Discounts and Allowances

Discounts - Immediate reductions in price. Allowances - Monies given to purchases after the fact.

  • Cash Discounts: Encourage distributors to pay faster.
    • Example: 2%, over 10 net 40 (2% discount if paid within 10 days, full amount due in 40 days).
  • Trade: Discount in exchange for the buyer performing some function (e.g., assembly in-store).
  • Seasonal Discounts: Applied when a company buys a product and doesn't take possession until later (e.g., Home Depot buying lawn mowers in December but receiving them in March).
  • Promotional Allowances: Price reduction granted by a manufacturer to a channel partner in return for special promotion of a product.
  • Geographically Driven Prices: Adjust the sale price according to location:
    • Zone pricing: Pricing by zones.
    • Uniform delivered pricing: Same delivery fee regardless of location.

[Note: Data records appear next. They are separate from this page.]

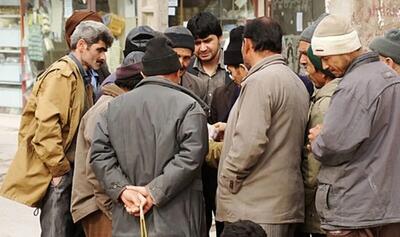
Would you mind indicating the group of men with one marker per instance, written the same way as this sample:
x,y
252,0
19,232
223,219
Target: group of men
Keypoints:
x,y
184,130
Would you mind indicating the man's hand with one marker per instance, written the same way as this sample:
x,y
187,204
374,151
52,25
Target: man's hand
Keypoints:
x,y
56,180
313,133
220,130
132,200
143,191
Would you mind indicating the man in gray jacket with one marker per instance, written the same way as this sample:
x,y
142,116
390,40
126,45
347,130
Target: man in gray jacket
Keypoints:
x,y
259,176
148,150
358,192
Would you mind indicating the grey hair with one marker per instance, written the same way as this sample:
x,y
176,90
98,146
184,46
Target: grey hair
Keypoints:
x,y
92,32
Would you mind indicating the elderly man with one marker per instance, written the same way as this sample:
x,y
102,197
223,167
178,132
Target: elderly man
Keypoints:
x,y
89,203
183,45
358,192
388,48
41,173
264,139
148,151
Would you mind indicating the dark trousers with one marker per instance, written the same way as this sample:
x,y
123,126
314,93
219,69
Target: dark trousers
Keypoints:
x,y
390,230
55,215
210,176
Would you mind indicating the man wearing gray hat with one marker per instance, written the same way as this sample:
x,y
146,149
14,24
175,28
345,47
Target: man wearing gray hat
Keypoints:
x,y
388,48
183,44
149,148
358,192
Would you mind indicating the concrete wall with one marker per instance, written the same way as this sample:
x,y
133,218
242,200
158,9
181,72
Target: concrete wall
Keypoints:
x,y
370,17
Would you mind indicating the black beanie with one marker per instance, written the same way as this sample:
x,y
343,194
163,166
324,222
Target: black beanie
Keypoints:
x,y
180,37
137,39
233,53
160,58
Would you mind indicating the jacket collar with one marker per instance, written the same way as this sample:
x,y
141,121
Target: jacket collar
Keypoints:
x,y
270,60
363,59
326,90
85,75
198,66
159,80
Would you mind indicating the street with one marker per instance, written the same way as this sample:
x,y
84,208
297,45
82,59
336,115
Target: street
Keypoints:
x,y
16,220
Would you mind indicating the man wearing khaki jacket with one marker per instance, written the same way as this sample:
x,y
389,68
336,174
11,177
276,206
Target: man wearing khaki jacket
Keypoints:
x,y
259,176
41,172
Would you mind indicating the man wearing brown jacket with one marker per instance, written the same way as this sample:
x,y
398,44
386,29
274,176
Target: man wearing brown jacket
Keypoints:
x,y
259,176
90,204
40,175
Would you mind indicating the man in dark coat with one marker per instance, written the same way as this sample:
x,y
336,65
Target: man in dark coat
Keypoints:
x,y
148,150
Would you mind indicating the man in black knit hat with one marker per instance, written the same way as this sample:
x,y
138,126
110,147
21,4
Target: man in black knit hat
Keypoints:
x,y
148,150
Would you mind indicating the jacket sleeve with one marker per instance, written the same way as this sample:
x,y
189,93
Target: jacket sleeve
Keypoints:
x,y
249,135
346,124
186,164
104,162
52,113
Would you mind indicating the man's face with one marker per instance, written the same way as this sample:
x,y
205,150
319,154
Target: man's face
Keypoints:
x,y
184,55
95,55
237,73
303,47
207,49
337,64
317,77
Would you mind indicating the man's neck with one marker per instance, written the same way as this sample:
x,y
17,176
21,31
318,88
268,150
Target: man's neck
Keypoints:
x,y
210,67
258,56
78,56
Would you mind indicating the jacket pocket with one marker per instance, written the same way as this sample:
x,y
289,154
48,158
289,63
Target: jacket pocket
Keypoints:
x,y
322,199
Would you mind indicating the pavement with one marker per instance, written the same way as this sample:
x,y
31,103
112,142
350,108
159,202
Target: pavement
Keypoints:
x,y
17,220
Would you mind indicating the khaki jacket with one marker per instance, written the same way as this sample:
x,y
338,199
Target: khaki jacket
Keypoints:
x,y
310,166
48,126
259,176
87,194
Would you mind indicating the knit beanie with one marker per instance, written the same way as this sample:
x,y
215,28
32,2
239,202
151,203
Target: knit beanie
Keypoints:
x,y
233,53
180,37
137,39
316,61
388,45
308,32
128,71
334,36
77,17
160,58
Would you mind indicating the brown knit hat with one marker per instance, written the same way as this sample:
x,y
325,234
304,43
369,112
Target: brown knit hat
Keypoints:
x,y
77,17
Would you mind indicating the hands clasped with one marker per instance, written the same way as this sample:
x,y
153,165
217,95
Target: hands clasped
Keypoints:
x,y
135,196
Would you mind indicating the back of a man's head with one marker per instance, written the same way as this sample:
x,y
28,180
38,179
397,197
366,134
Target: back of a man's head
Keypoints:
x,y
92,32
137,39
244,228
160,58
203,25
265,33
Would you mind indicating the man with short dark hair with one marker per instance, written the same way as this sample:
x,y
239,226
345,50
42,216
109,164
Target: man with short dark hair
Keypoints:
x,y
41,173
183,45
90,205
358,192
148,150
259,176
209,66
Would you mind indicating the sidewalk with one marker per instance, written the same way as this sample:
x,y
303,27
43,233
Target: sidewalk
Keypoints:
x,y
16,220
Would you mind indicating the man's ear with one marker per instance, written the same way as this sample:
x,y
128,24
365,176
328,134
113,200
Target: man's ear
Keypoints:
x,y
389,62
81,44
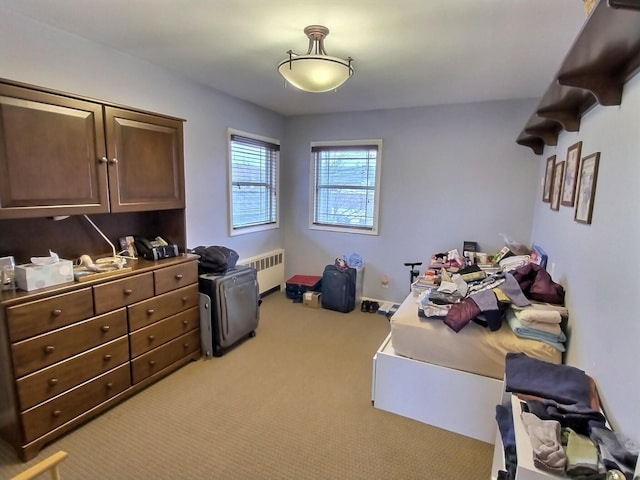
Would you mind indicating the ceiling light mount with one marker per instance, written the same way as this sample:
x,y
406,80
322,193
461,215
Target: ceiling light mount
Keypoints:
x,y
315,71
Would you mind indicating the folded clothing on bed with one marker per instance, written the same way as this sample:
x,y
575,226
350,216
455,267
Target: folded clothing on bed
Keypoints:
x,y
549,333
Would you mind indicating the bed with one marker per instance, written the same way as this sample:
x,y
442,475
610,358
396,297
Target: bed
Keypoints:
x,y
425,371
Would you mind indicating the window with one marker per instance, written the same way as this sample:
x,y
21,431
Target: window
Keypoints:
x,y
253,183
345,186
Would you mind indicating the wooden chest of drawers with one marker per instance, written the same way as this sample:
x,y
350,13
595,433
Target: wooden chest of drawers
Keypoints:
x,y
67,353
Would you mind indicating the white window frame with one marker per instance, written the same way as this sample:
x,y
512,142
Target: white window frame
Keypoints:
x,y
312,188
233,230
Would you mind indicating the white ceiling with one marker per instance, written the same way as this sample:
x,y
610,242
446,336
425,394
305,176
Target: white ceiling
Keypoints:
x,y
406,52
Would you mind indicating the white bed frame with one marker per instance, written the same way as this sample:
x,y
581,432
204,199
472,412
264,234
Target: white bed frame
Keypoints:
x,y
454,400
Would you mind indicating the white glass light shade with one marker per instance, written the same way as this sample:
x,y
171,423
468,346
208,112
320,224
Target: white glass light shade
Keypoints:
x,y
315,73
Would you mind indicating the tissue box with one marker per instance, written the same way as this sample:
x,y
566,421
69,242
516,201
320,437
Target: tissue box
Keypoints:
x,y
311,299
32,277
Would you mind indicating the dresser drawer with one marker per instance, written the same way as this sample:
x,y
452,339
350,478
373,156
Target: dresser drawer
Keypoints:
x,y
33,318
119,293
161,332
149,311
177,276
53,380
49,415
154,361
49,348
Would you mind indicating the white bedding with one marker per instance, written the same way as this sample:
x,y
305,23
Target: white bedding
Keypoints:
x,y
474,349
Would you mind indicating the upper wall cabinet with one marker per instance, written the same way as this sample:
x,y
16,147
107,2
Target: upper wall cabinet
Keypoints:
x,y
604,56
64,155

Legal Considerations in Pricing

  • Price Fixing: Companies collude to set prices at a mutually beneficial high level. Sherman Act forbids horizontal price fixing.
  • Price Discrimination: A seller offers different prices to different customers without a substantial basis. Regulated by The Robinson Patman Act.
  • Deceptive Pricing: Pricing goods or services in such a way that the customer is misled.
  • Predatory Pricing: A company intentionally sells below cost to push a competitor out of the market, then raises the prices to new highs.